VALORIZAÇÃO DOS RECURSOS FLORESTAIS

Desde sempre, o espaço florestal do Alto Minho     proporcionou às suas populações matéria-prima, alimento, energia e proteção. Hoje não é diferente, contudo as alterações da sociedade exigem mudanças na forma de gerir estes valiosos recursos que constituem o património florestal. Os municípios jogam aqui um papel fundamental na defesa, no ordenamento e na conservação dos recursos florestais. No entanto, exigem-se outras medidas. Medidas essas que passam pelo ordenamento florestal, alteração da atual forma de gestão dos baldios, apoio aos proprietários florestais e organizações de produtores, captação de investimento local e externo e simplificação dos instrumentos de planificação florestal. Somente com a valorização económica dos recursos florestais poderemos manter e conservar a verde paisagem que identifica o Alto Minho. 

A nível nacional a floresta representa 3% do PIB e mais de 10% das exportações, por isso, é importante intervir para forçar tomadas de consciência e promover ajustamentos que sejam capazes de garantir a diversidade da floresta e, ao mesmo tempo, a viabilidade de uma indústria de primeira importância.

Nesse sentido, o Governo definiu, como uma das suas prioridades políticas, a reforma do setor florestal, no quadro da valorização e coesão do território nacional. Assim, depois de uma ampla discussão pública, o Conselho de Ministros aprovou, no Dia Mundial da Floresta, um pacote legislativo que corresponde aos grandes desafios da floresta portuguesa, ancorado nas três áreas críticas do setor: a titularidade da propriedade, a gestão e ordenamento florestal e a defesa da floresta nas vertentes de prevenção e de combate aos incêndios.

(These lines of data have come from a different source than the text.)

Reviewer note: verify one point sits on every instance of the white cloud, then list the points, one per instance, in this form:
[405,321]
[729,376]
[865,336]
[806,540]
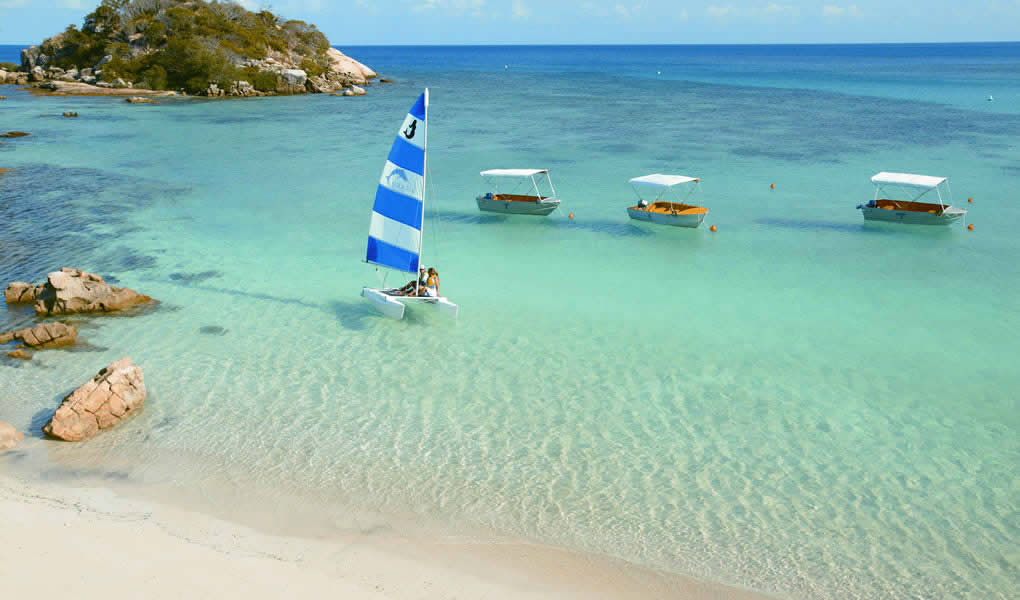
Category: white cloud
[519,10]
[627,12]
[774,9]
[457,7]
[830,10]
[720,11]
[769,11]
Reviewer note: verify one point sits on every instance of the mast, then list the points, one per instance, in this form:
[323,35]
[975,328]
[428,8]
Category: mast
[424,192]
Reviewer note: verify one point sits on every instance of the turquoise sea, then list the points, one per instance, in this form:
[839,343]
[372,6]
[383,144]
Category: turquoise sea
[799,403]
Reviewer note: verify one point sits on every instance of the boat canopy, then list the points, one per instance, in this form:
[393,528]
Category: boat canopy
[907,180]
[513,172]
[661,182]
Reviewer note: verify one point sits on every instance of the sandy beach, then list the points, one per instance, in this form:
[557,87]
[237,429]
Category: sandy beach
[93,543]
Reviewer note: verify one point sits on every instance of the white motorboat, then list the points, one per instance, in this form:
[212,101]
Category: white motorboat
[536,203]
[903,205]
[398,216]
[663,210]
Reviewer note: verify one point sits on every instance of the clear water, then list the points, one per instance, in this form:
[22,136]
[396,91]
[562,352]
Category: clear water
[799,403]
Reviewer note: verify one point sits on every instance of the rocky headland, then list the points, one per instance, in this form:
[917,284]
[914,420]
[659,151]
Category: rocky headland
[168,47]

Em relação aos diplomas que constituem esta reforma destaca-se, na área da titularidade da propriedade florestal, a criação do “Banco de Terras” que incorporará todo o património rústico do Estado e o património rústico sem dono conhecido. Neste diploma está patente que o Estado passa a assumir a gestão da propriedade sem dono durante 15 anos. Durante esse período de tempo, se for descoberta a titularidade dos proprietários, a posse das terras reverte a seu favor, caso contrário, o Estado passa a ser o seu dono. O Estado pode ainda gerir diretamente essas terras, ou passar a sua gestão a jovens agricultores, ou a Entidades de Gestão Florestal, a título provisório.

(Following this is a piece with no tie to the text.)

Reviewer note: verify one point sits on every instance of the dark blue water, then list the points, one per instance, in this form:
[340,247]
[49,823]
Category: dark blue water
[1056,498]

Relativamente à gestão e ordenamento florestal é de referir que um dos diplomas atribui aos municípios uma maior intervenção nos processos de decisão relativos ao uso do solo. No que toca à defesa da floresta, destacam-se um conjunto de medidas que visam uma atuação integrada na prevenção, vigilância e combate aos incêndios e uma Proposta de Lei que revê o ‘regime jurídico das ações de arborização e de rearborização’ para evitar a expansão da área de plantação de eucalipto.

Alguns diplomas desta reforma, vão ainda percorrer um caminho importante na Assembleia da República. Esperamos um debate político aberto para garantir que a reforma da floresta seja a mais consensual possível. Aliás, sobre este processo, o senhor Presidente da República, Marcelo Rebelo de Sousa, afirmou que espera um consenso nacional e que se passe rapidamente do “papel à realidade” porque “já perdemos tempo demais”.

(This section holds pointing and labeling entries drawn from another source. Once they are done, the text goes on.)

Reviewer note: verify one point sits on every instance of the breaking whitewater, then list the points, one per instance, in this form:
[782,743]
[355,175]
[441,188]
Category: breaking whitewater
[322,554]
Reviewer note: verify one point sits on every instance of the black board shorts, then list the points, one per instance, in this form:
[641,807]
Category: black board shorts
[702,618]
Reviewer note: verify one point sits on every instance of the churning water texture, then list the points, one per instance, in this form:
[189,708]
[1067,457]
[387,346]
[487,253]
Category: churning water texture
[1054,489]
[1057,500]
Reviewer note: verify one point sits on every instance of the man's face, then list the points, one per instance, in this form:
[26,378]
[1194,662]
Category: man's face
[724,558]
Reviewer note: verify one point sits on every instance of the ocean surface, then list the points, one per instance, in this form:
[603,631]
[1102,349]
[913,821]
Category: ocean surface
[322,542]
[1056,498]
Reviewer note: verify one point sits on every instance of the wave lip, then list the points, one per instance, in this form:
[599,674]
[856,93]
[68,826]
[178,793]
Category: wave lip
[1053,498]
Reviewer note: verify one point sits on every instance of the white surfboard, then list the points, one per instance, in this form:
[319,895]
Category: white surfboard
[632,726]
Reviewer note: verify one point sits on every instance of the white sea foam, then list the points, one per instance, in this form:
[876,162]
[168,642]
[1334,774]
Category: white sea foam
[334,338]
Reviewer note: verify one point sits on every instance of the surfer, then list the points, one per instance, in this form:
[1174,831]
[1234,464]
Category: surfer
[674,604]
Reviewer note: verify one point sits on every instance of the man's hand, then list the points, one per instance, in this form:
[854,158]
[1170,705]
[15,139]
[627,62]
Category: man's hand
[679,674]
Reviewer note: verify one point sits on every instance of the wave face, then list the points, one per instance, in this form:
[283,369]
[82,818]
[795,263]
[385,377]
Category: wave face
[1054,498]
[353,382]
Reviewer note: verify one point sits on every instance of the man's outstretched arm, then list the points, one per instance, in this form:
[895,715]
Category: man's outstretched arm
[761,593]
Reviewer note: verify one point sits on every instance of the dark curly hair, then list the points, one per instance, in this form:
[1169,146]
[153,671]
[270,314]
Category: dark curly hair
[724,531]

É minha convicção que para uma floresta de futuro, sustentável, deverá ter-se ainda em conta uma gestão florestal certificada e profissional, encarando e assumindo, as áreas florestais como espaços de uso múltiplo, para atrair e motivar as populações que delas vivem, e os que nelas trabalham, nomeadamente, os técnicos florestais, produtores, pastores,  apicultores, caçadores, bem como o turismo natureza, entre outros, que serão sempre os primeiros a preservar, a prevenir e a defender a floresta dos incêndios.

A execução destas políticas revela-se tanto mais urgente quando consideramos os enormes prejuízos causados pelos incêndios florestais. E num momento da maior importância para a preparação do combate aos incêndios florestais manifesto, aqui, a minha gratidão, solidariedade e confiança aos Bombeiros e aos agentes de proteção civil que nos vão permitir encarar os próximos meses com mais segurança.